State dashboard — real-time web dashboard showing the access chain graph, targets, credentials, and assessment progress. Start in a separate terminal:

bash operator/state-viewer/start.sh

Teammates communicate findings directly via peer-to-peer messaging and write to state.db for durability. No event watcher needed — teammate messages are the notification channel.

See Dashboard and Monitoring for full details.

Post-Engagement

When objectives are met (or all paths exhausted), the orchestrator:

  1. Collects evidence — ensures all findings are in engagement/evidence/
  2. Updates state — marks vulnerabilities as done, verifies access records
  3. Verifies objectives — confirms flags captured, access achieved
  4. Summarizes — produces an engagement summary with key findings

Retrospective

The retrospective skill is how red-run gets better for you over time. After an engagement, it reads through everything that happened — the activity log, engagement state, findings, and the raw JSONL transcripts from every teammate — and produces a structured analysis of what worked, what didn't, and what to fix.

It evaluates five things:

  1. Skill routing — Did the orchestrator pick the right skills? Were any skills skipped that should have been used? Was anything executed inline (without loading a skill) that a skill already covers? This produces a routing ledger showing every decision and whether it was correct.

  2. Knowledge gaps — For each skill that was used, did it have the right payloads? Did the target hit edge cases the skill didn't cover? Were tool commands correct or did the teammate have to improvise? Each gap becomes a specific edit to make.

  3. Missing skills — Were techniques used manually that should be skills? It cross-references against the full skill inventory via search_skills() to distinguish actual coverage gaps from routing gaps (skill exists but wasn't used).

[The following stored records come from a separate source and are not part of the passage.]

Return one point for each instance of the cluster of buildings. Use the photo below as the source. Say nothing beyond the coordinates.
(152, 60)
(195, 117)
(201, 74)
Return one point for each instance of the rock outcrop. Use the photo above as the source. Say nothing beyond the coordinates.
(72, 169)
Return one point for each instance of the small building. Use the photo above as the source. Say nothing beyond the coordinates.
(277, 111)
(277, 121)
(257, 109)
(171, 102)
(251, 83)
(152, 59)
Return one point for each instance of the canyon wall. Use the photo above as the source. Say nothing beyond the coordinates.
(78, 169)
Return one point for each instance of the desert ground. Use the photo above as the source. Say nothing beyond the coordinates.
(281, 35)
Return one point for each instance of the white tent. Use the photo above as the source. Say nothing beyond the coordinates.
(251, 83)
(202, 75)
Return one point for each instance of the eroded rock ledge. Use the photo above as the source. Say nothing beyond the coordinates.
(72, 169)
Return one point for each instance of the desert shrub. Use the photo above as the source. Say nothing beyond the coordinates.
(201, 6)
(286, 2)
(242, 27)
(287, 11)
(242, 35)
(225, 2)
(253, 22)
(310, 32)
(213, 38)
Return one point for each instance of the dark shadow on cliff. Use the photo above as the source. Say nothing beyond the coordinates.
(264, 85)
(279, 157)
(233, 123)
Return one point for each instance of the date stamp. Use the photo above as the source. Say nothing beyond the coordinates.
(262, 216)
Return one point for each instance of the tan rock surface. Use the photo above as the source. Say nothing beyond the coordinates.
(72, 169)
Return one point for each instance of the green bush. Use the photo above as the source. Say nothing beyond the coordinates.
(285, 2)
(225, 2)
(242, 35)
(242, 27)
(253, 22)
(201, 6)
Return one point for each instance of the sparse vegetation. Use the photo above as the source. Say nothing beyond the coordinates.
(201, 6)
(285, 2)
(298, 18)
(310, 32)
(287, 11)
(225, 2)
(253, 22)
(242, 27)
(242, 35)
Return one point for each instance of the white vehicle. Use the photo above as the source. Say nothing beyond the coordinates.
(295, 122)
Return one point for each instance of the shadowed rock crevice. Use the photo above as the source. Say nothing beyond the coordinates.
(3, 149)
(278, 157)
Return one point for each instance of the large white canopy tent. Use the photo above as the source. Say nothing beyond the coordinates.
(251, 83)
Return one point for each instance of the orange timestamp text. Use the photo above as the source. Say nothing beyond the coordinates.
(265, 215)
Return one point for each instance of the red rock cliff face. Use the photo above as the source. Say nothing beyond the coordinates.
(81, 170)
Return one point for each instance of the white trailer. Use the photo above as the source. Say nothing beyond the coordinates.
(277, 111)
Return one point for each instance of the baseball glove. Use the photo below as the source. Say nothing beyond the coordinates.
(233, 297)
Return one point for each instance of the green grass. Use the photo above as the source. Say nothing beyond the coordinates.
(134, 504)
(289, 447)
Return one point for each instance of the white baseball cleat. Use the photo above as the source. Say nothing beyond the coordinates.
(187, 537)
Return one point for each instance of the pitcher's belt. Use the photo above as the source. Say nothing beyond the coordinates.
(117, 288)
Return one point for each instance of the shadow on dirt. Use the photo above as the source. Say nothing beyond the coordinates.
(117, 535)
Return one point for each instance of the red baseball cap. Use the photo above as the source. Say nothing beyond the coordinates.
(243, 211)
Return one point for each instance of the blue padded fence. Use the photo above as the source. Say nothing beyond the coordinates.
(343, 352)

  4. Operational review — Were OPSEC ratings respected? Were there unnecessary detours? Did the orchestrator chain vulnerabilities efficiently or miss shortcuts?

  5. Critical path — Maps the actual kill chain and identifies bottlenecks where the engagement stalled.

The output is engagement/retrospective.md with a priority-ordered list of actionable items: skill updates, new skills to write, routing fixes, and template changes. After you review and pick which items to prioritize, the retrospective skill makes the edits directly — updating skill files, creating new skills from the template, fixing routing tables — and re-indexes the skill library so changes take effect immediately.

This is the feedback loop that makes the skill library adapt to your targets and methodology. Skills ship as baseline templates; retrospectives refine them based on what you actually encounter.